Stress During Pregnancy May Imprint Baby’s Genes
New research done at the University of Minnesota and Georgetown University suggests that a mother’s stress during pregnancy imprints the genetic makeup of the baby, making that baby more likely to develop obesity later in life. The research team stressed pregnant mice. After the babies were born, the females developed fat around their middle and prediabetes symptoms. The males did not. The team believes this is a result of a changed metabolism due to the mother’s stress.
The team continued their study by exposing cells in a test tube to stress hormones during their development. They found that cells exposed to these hormones at a certain time in their embryonic development would “remember” their cell type, and be inclined to become fat cells. The team believes this indicates that stress hormones of the mother will cause genetic changes in the fetus, making the fetus prone to metabolic syndrome and obesity.

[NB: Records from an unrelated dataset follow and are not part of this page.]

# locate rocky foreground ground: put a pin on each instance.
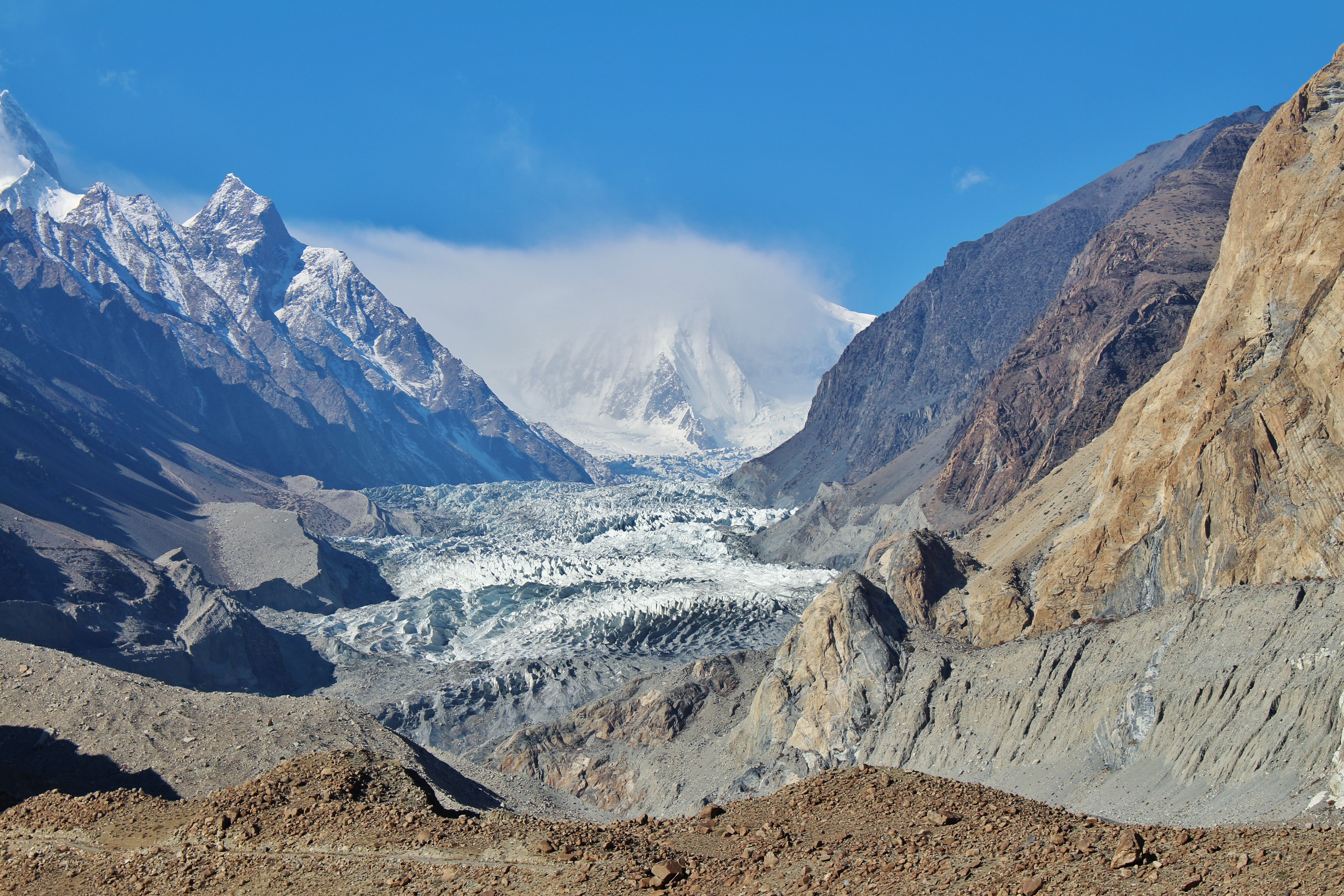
(354, 823)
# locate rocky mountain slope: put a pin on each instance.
(1120, 315)
(1225, 468)
(1123, 312)
(349, 821)
(908, 377)
(77, 726)
(1207, 712)
(146, 362)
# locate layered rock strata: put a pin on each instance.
(1201, 712)
(1228, 467)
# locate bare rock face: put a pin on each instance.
(920, 570)
(835, 672)
(1229, 465)
(1120, 316)
(911, 373)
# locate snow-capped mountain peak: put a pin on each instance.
(19, 138)
(29, 175)
(681, 382)
(293, 359)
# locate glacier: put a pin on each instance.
(519, 602)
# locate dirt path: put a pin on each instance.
(354, 823)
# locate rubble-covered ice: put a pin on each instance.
(527, 570)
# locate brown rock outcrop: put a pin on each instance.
(838, 671)
(1229, 465)
(618, 753)
(1120, 316)
(925, 577)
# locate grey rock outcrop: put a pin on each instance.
(908, 377)
(636, 749)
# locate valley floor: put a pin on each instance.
(353, 823)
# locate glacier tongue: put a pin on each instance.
(518, 602)
(509, 571)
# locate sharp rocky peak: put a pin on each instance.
(242, 215)
(21, 138)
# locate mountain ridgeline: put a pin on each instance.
(909, 375)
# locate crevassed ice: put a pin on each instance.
(545, 569)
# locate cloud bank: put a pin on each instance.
(499, 310)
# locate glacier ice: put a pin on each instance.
(526, 570)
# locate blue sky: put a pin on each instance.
(867, 138)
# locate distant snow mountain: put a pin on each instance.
(677, 383)
(226, 334)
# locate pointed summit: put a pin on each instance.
(21, 138)
(241, 215)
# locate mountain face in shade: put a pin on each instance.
(1122, 315)
(908, 377)
(127, 335)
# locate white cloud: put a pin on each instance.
(124, 80)
(971, 179)
(499, 308)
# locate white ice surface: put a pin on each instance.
(542, 570)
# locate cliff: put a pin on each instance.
(1122, 313)
(909, 374)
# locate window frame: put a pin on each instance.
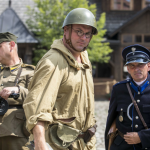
(143, 4)
(133, 38)
(131, 6)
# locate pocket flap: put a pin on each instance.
(118, 140)
(66, 133)
(122, 107)
(20, 116)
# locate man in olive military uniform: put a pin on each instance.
(14, 79)
(132, 132)
(61, 95)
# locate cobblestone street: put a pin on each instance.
(101, 111)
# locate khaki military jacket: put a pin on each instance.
(61, 88)
(11, 122)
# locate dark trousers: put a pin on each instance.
(120, 144)
(13, 143)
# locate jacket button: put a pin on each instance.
(137, 117)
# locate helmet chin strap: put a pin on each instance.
(69, 43)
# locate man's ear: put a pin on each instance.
(148, 66)
(12, 45)
(128, 69)
(65, 29)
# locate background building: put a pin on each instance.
(12, 19)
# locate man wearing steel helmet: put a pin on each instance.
(60, 105)
(132, 121)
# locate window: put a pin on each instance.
(121, 4)
(145, 3)
(127, 38)
(133, 38)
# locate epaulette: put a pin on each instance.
(27, 65)
(122, 82)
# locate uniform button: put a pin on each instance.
(137, 117)
(138, 100)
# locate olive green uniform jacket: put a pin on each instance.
(62, 88)
(11, 123)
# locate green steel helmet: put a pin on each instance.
(81, 16)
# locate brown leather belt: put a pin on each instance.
(121, 134)
(86, 136)
(15, 107)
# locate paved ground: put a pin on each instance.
(101, 111)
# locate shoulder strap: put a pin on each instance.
(136, 106)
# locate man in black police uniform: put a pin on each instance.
(131, 133)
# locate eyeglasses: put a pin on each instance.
(140, 65)
(81, 33)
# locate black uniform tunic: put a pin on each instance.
(120, 101)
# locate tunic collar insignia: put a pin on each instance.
(139, 89)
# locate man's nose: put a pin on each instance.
(83, 37)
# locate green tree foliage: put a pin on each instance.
(46, 20)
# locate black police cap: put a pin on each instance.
(136, 53)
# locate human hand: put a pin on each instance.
(41, 146)
(7, 91)
(132, 138)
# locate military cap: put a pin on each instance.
(136, 54)
(7, 37)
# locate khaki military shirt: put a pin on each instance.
(61, 88)
(11, 122)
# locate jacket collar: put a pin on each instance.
(12, 68)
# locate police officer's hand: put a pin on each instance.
(132, 138)
(7, 91)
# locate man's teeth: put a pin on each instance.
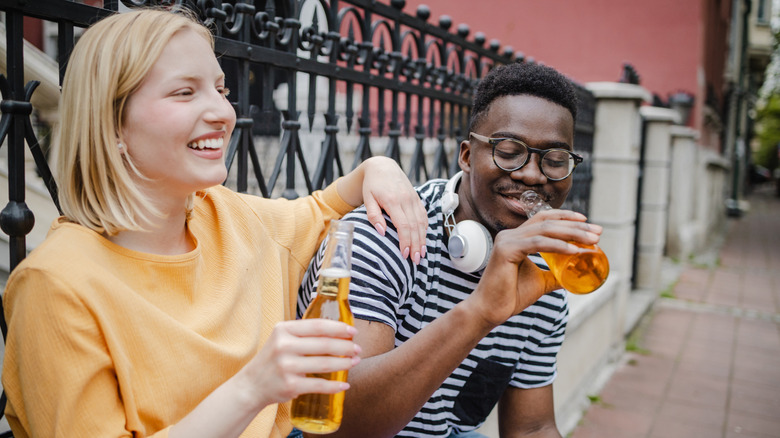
(211, 143)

The female mice in this study developed this obesity response, but the males did not. This could be because neuroscientists find that men and women respond differently to stress. In men, stress activates the “fight or flight” response, but in women, it activates the limbic system. The limbic system is associated with emotional response. Overeating in response to emotional stimuli is often at the core of obesity problems.

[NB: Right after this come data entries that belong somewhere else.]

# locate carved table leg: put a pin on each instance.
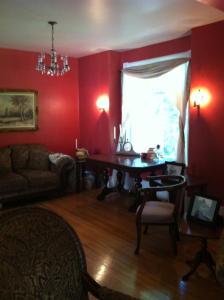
(119, 181)
(105, 191)
(138, 187)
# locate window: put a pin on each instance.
(153, 111)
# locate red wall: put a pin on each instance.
(58, 116)
(99, 74)
(207, 129)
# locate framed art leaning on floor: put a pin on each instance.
(18, 110)
(203, 209)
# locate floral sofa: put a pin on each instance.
(27, 172)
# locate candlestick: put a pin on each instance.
(114, 133)
(120, 130)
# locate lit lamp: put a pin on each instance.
(198, 98)
(54, 68)
(102, 103)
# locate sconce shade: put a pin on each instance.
(102, 103)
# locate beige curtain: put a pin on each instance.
(157, 69)
(154, 69)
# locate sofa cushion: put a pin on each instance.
(12, 182)
(38, 160)
(40, 179)
(20, 156)
(5, 160)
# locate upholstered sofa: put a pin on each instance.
(27, 172)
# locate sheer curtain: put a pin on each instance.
(154, 106)
(155, 97)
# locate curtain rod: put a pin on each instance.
(186, 54)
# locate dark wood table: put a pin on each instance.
(135, 166)
(204, 234)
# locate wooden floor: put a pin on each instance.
(107, 232)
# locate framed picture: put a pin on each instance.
(203, 209)
(174, 168)
(18, 110)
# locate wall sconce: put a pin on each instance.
(198, 98)
(103, 103)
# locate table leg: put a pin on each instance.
(119, 181)
(105, 191)
(138, 187)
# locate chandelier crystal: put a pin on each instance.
(54, 69)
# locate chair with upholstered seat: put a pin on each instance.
(42, 258)
(155, 212)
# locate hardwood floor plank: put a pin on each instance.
(107, 232)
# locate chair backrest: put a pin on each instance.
(173, 184)
(41, 256)
(174, 168)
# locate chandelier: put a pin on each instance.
(54, 68)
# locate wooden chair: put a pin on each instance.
(155, 212)
(42, 258)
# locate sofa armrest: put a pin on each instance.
(64, 166)
(220, 260)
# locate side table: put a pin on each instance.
(204, 234)
(80, 173)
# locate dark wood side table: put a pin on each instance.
(135, 166)
(195, 185)
(80, 173)
(204, 234)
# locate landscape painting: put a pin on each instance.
(18, 110)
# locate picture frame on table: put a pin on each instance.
(204, 209)
(18, 110)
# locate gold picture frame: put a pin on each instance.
(18, 110)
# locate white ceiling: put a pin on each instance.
(90, 26)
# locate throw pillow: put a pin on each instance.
(38, 160)
(5, 160)
(20, 156)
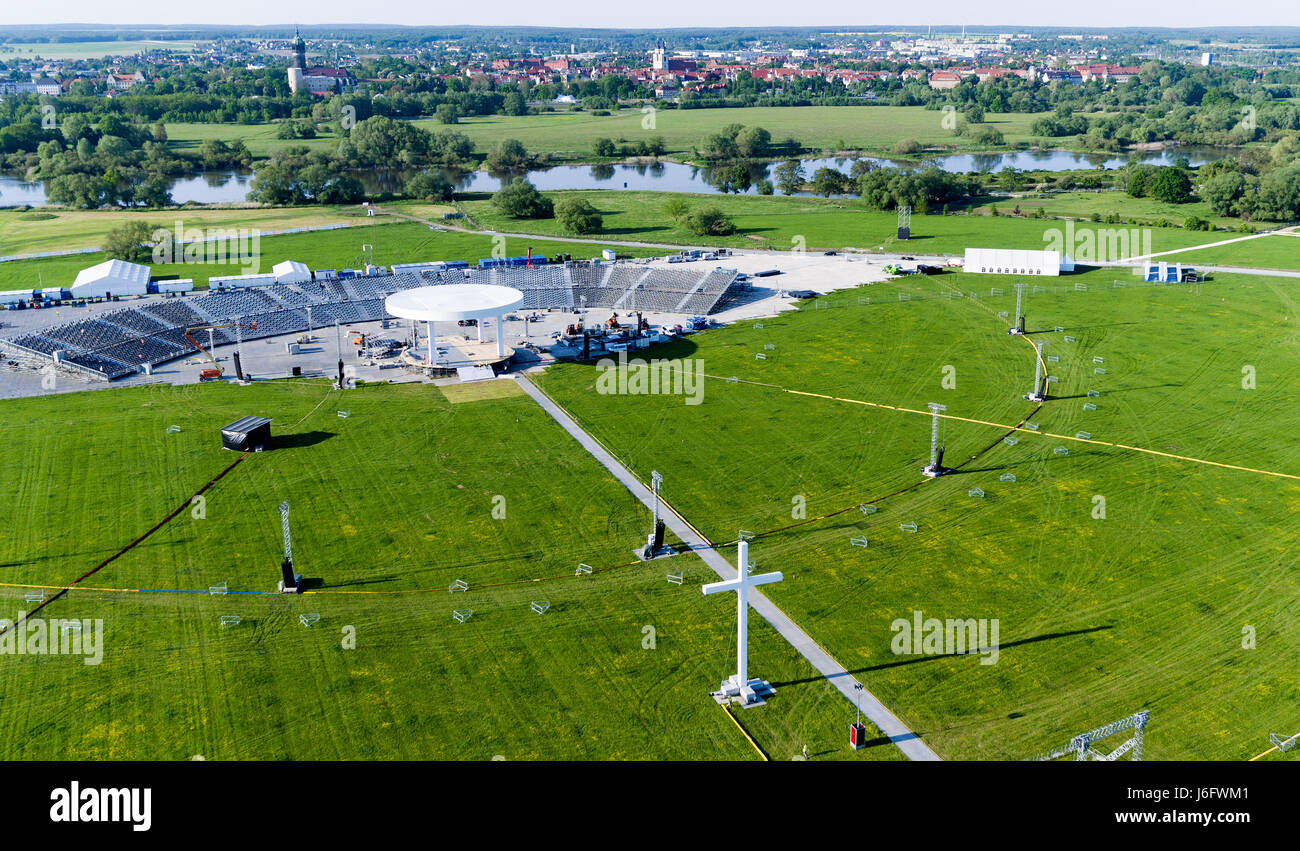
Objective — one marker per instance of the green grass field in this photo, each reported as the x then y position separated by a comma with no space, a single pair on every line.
571,135
1275,251
822,224
395,498
1084,204
31,231
261,140
90,50
1100,617
394,242
867,127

If these experimental results in mice prove true in humans, they could help to overcome the possible societal sanctions against overweight people. In today’s environment, overweight people are told that their problem stems from a simple equation of “eating too much.” Yet, genetic variation in metabolism is so wide that no one can identify how much is too much. Congressional representatives and news media have even posed the possibility of “taxing” people who are too fat. Meanwhile, the average weight of Americans has been rising dramatically for the last two decades. This research promises to identify one of the causes of obesity, even if its cure is not in sight.